En réponse à l’échec commercial et critique de son dernier bébé, Rob Zombie revient avec 31 à une forme de violence plus « pure », moins sophistiquée. En résulte un survival dans lequel un groupe d’amis se retrouve enfermé la nuit d’Halloween dans une usine avec pour but de résister aux assauts de tueurs déjantés, le tout sous le regard amusé de bourgeois friands de sensations fortes. Tout les marqueurs sont là : du sang, des déguisements/maquillages, des gentils qui vont commettre des actes aussi dégueulasse que les méchants. On reconnaît dès le premier plan le style du réalisateur – Doom Head, le gros bad guy s’avance vers la caméra pour nous parler pendant de longues minutes, les yeux dans les yeux. Nous voilà encore embarqué dans un nouveau tour de montagnes russes au fin fond des ténèbres. A mesure qu’il avance, on constate que le film a parfois des allures de redite, dans tous les compartiments qui peuvent le constituer et on reste avec l’impression que Zombie a atteint un point où, vexé de l’échec de The Lords of Salem, il s’enferme dans une caricature de lui-même. Au point de délaisser ses ambitions d’auteur ?

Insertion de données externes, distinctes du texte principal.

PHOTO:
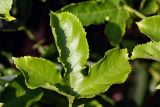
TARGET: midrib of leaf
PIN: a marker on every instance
(74, 48)
(101, 75)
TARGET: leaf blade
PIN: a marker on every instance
(97, 12)
(105, 73)
(38, 72)
(147, 51)
(72, 45)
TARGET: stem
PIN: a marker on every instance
(70, 99)
(137, 13)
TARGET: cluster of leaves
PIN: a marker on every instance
(75, 81)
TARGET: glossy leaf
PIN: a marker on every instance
(115, 28)
(72, 45)
(95, 12)
(18, 95)
(112, 69)
(150, 50)
(150, 27)
(158, 87)
(38, 72)
(5, 6)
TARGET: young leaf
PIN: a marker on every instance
(150, 50)
(113, 68)
(150, 27)
(95, 12)
(5, 6)
(38, 72)
(72, 45)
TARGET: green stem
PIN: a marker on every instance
(137, 13)
(70, 99)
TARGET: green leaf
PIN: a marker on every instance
(18, 95)
(115, 28)
(93, 103)
(112, 69)
(5, 6)
(158, 87)
(72, 45)
(150, 27)
(38, 72)
(95, 12)
(150, 50)
(150, 7)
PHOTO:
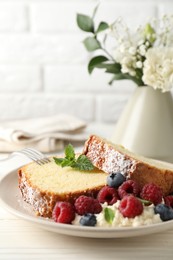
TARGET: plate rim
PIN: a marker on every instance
(62, 228)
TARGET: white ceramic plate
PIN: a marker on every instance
(12, 201)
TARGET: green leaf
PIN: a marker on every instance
(91, 44)
(67, 162)
(94, 62)
(85, 23)
(109, 67)
(83, 163)
(58, 160)
(102, 27)
(120, 76)
(69, 152)
(112, 68)
(95, 10)
(109, 215)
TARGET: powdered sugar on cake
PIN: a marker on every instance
(108, 159)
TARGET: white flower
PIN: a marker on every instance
(158, 68)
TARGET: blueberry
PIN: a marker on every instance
(88, 220)
(115, 179)
(166, 212)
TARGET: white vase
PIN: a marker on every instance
(146, 124)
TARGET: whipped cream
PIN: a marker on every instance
(148, 217)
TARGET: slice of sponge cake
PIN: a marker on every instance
(109, 158)
(42, 186)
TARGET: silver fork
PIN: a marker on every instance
(32, 154)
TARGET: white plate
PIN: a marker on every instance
(12, 200)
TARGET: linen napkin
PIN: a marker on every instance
(47, 134)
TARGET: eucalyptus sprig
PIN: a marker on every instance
(128, 62)
(92, 43)
(81, 162)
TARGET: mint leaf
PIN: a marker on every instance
(109, 215)
(83, 163)
(69, 152)
(67, 162)
(91, 44)
(85, 23)
(58, 160)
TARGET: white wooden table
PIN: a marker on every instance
(20, 239)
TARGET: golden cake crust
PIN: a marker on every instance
(44, 200)
(111, 158)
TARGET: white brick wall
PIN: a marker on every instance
(43, 64)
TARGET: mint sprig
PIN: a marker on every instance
(109, 215)
(81, 163)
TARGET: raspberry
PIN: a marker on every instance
(63, 212)
(169, 200)
(115, 179)
(130, 206)
(128, 187)
(152, 193)
(88, 220)
(107, 194)
(84, 205)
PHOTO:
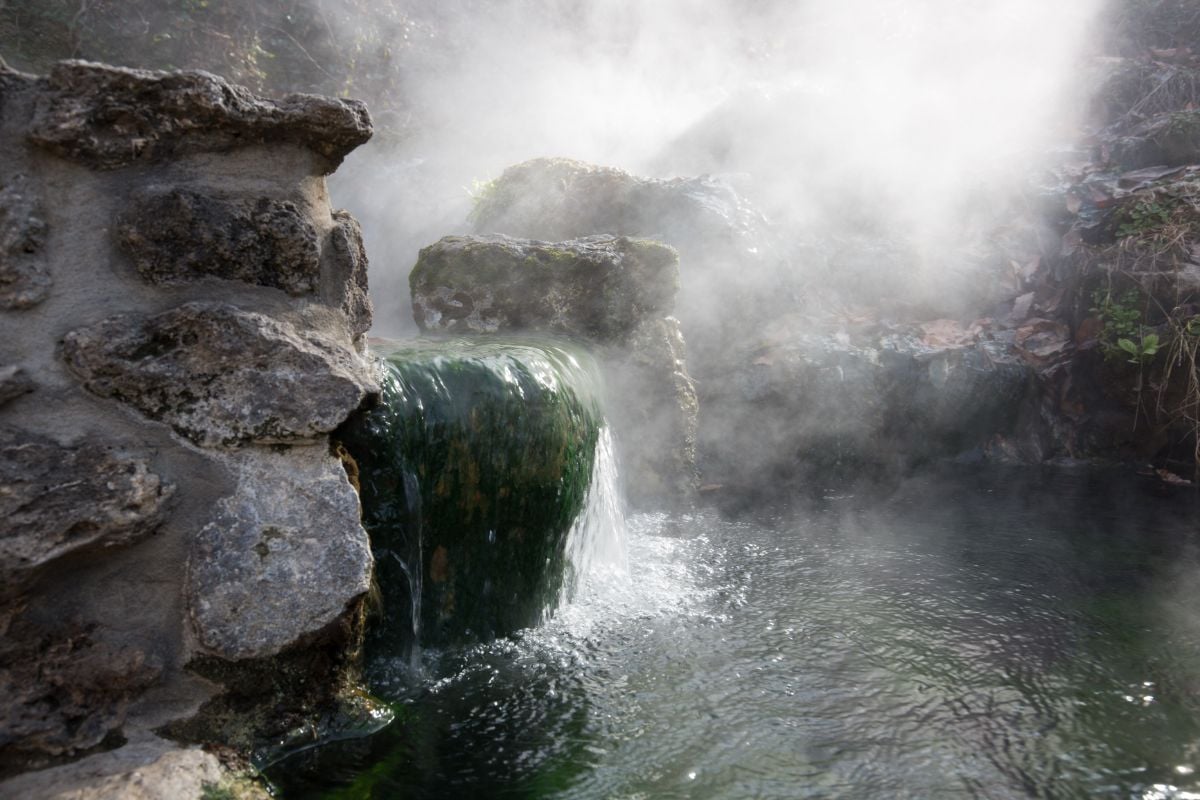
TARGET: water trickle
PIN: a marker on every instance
(597, 543)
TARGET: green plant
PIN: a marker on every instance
(1121, 324)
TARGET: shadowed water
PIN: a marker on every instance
(985, 635)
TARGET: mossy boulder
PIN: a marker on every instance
(599, 288)
(472, 470)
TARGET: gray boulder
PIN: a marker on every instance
(221, 376)
(348, 278)
(282, 559)
(615, 292)
(107, 116)
(178, 235)
(558, 198)
(58, 500)
(15, 382)
(598, 288)
(807, 408)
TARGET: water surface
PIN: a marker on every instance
(983, 635)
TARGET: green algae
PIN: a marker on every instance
(472, 469)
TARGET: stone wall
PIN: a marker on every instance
(181, 319)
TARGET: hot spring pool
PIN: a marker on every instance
(985, 635)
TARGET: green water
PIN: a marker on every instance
(977, 635)
(472, 470)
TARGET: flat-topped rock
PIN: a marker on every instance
(221, 376)
(57, 500)
(106, 118)
(24, 276)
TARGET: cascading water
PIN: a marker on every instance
(489, 483)
(597, 549)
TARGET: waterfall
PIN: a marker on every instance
(597, 546)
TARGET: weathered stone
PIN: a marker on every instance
(598, 287)
(473, 469)
(57, 500)
(147, 770)
(558, 198)
(807, 408)
(24, 277)
(221, 376)
(281, 560)
(1171, 139)
(109, 116)
(65, 693)
(349, 274)
(655, 414)
(13, 383)
(177, 235)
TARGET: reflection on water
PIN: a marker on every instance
(993, 635)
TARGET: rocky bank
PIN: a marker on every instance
(181, 318)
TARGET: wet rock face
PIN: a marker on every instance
(57, 500)
(178, 235)
(559, 198)
(599, 287)
(109, 116)
(729, 254)
(65, 693)
(221, 376)
(657, 408)
(474, 465)
(349, 276)
(24, 276)
(280, 560)
(1169, 139)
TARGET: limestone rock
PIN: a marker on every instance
(559, 198)
(349, 274)
(179, 235)
(109, 116)
(55, 500)
(281, 559)
(730, 256)
(137, 771)
(221, 376)
(598, 287)
(655, 414)
(474, 465)
(65, 692)
(24, 277)
(13, 383)
(147, 770)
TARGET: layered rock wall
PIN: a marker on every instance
(181, 318)
(613, 292)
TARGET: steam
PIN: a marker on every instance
(883, 113)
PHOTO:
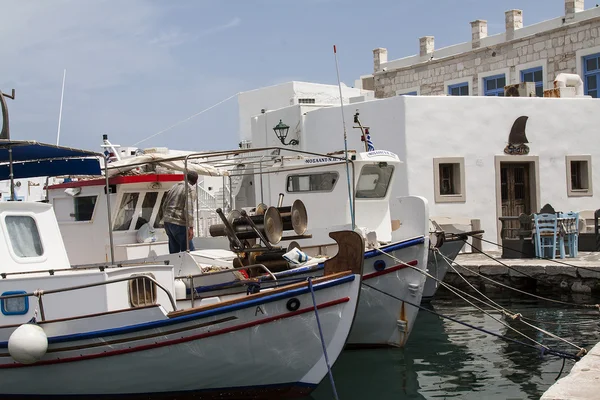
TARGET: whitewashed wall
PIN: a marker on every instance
(279, 96)
(420, 129)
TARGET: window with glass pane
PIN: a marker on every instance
(374, 181)
(591, 72)
(126, 210)
(494, 85)
(24, 235)
(158, 223)
(84, 207)
(535, 75)
(449, 179)
(461, 89)
(15, 305)
(322, 182)
(147, 207)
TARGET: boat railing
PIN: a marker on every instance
(39, 293)
(100, 266)
(191, 278)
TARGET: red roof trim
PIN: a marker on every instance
(120, 180)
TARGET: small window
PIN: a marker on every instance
(158, 223)
(449, 179)
(591, 74)
(142, 291)
(15, 305)
(579, 176)
(147, 208)
(126, 211)
(24, 236)
(374, 181)
(536, 76)
(321, 182)
(84, 207)
(494, 85)
(461, 89)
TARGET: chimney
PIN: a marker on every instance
(426, 45)
(572, 7)
(514, 21)
(379, 57)
(478, 32)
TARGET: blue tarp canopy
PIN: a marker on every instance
(33, 159)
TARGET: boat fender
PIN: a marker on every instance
(180, 290)
(379, 265)
(28, 343)
(293, 304)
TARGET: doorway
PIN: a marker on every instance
(517, 191)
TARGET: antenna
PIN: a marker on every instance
(350, 197)
(62, 94)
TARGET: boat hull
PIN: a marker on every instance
(260, 347)
(437, 266)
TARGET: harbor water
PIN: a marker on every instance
(445, 360)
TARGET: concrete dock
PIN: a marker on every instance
(582, 383)
(580, 275)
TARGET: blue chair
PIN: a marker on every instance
(547, 236)
(569, 223)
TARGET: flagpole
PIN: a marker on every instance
(350, 197)
(62, 94)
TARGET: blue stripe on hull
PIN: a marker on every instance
(198, 315)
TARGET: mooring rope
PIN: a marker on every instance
(596, 306)
(545, 350)
(456, 292)
(508, 313)
(536, 257)
(312, 293)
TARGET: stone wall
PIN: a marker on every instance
(557, 47)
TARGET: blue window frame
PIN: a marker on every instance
(460, 89)
(591, 74)
(535, 75)
(15, 305)
(494, 85)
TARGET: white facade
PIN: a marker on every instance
(535, 53)
(427, 131)
(270, 98)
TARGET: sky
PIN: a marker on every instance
(138, 67)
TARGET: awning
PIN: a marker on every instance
(33, 159)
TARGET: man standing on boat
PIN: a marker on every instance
(174, 216)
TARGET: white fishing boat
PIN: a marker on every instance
(395, 248)
(120, 331)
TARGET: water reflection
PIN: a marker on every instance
(447, 360)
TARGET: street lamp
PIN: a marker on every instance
(281, 131)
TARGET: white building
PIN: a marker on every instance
(485, 64)
(271, 98)
(456, 157)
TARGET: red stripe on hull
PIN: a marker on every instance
(390, 270)
(181, 340)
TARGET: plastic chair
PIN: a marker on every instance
(547, 235)
(570, 225)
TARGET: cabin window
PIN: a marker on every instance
(158, 223)
(374, 181)
(449, 179)
(320, 182)
(126, 211)
(579, 176)
(24, 235)
(142, 291)
(147, 208)
(84, 207)
(15, 305)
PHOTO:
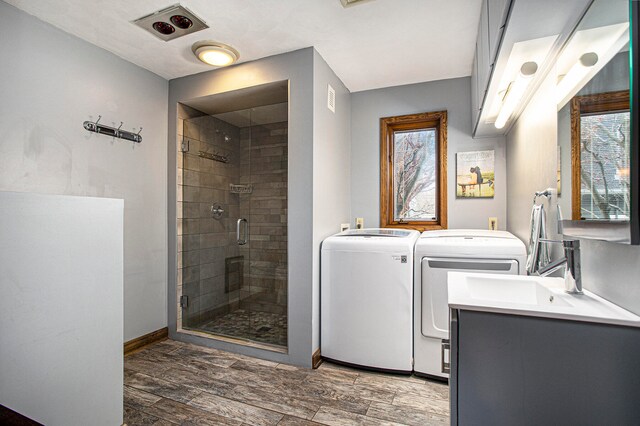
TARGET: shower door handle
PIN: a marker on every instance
(242, 240)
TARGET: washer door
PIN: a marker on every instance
(434, 305)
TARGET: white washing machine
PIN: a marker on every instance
(437, 253)
(366, 298)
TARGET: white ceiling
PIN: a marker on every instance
(376, 44)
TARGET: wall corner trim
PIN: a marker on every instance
(134, 345)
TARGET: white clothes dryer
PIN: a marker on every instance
(437, 253)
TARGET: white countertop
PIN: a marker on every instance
(532, 296)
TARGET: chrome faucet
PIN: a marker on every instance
(571, 262)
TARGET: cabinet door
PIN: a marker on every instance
(484, 66)
(475, 107)
(496, 13)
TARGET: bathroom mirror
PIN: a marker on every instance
(597, 137)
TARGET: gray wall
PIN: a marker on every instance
(297, 67)
(610, 270)
(452, 95)
(51, 83)
(331, 169)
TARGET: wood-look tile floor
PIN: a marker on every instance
(177, 383)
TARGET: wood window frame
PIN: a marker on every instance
(388, 126)
(588, 104)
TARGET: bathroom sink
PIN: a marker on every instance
(532, 296)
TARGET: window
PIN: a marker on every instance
(413, 174)
(600, 156)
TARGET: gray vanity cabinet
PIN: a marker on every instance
(522, 370)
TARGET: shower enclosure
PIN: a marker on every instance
(232, 222)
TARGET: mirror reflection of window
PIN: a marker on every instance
(604, 164)
(592, 92)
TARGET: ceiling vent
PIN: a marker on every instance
(172, 22)
(349, 3)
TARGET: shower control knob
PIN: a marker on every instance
(216, 211)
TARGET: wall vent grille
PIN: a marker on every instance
(349, 3)
(331, 99)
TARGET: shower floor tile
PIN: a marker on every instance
(264, 327)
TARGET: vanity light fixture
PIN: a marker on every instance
(215, 53)
(515, 92)
(575, 75)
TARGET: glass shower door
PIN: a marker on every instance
(232, 212)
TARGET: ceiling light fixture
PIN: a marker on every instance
(214, 53)
(515, 92)
(575, 75)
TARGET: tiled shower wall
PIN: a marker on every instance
(263, 164)
(203, 242)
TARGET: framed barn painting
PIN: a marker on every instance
(475, 174)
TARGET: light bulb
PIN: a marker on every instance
(217, 54)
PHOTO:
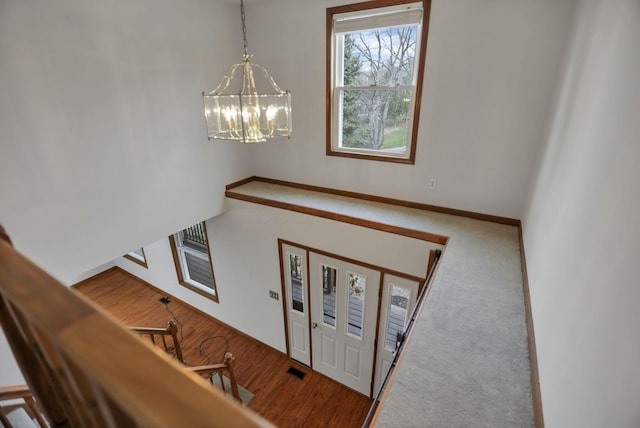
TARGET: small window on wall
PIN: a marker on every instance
(375, 63)
(137, 256)
(192, 257)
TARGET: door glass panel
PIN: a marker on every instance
(297, 296)
(398, 312)
(329, 295)
(357, 288)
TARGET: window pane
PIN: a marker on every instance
(297, 296)
(376, 119)
(383, 57)
(398, 312)
(329, 295)
(198, 269)
(357, 288)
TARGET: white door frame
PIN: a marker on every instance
(344, 321)
(399, 310)
(296, 303)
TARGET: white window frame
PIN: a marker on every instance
(182, 269)
(372, 15)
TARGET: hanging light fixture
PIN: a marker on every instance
(250, 109)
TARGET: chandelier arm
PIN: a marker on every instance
(271, 81)
(224, 83)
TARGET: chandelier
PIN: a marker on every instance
(250, 108)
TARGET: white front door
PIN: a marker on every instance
(399, 296)
(344, 309)
(294, 267)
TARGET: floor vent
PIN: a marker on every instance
(296, 373)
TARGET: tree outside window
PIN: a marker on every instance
(376, 80)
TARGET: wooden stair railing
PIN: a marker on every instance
(162, 333)
(21, 392)
(87, 370)
(209, 371)
(174, 349)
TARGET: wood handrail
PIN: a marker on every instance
(14, 391)
(107, 374)
(170, 330)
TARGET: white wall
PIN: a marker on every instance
(244, 249)
(491, 72)
(102, 140)
(582, 229)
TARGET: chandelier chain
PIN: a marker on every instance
(244, 28)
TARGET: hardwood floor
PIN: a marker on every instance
(284, 400)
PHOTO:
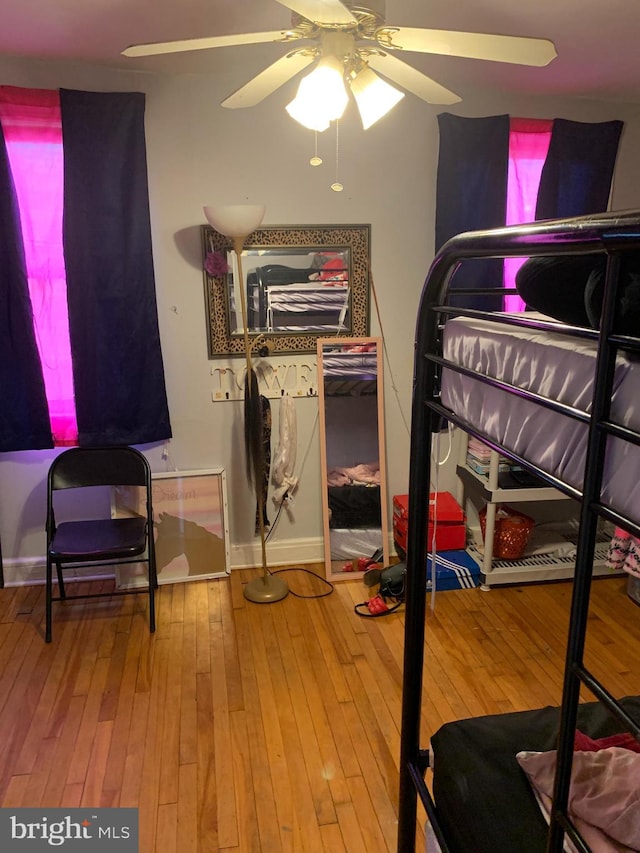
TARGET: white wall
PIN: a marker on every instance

C’était sans compter sur les dernières minutes – décidément le garçon sait y faire en terme de conclusion, qui viennent chambouler les préceptes de sa filmographie pour entrouvrir une voie que l’on croyait verrouillée à double tour.
— ATTENTION, SPOILERS
Charly (Sheri Moon Zombie) arrive à survivre et peut donc s’échapper. Elle marche dans le désert et un véhicule arrive derrière elle. Son sauveur ? Non. Doom-Head ? Oui. Au lieu de se présenter en victime, la jeune femme sert le poing, prête à affronter le grand méchant. Par un enchaînement de champ contrechamp, les deux personnages se regardent dans les yeux. Ce n’est plus nous qui avons ce privilège, comme ce fut si souvent le cas. Charly s’impose en dernier rempart. Pour la première fois, Rob Zombie laisse entrer dans son modus operandi quelques rayons d’espoir. A l’image de ce dernier plan sur Charly où le soleil inonde le cadre. Preuve que s’il a beau être désespéré, le combat est encore possible. Peut-être est-ce la promesse d’un cinéma qui s’apprête à muter dans des sphères qu’on lui pensait interdites.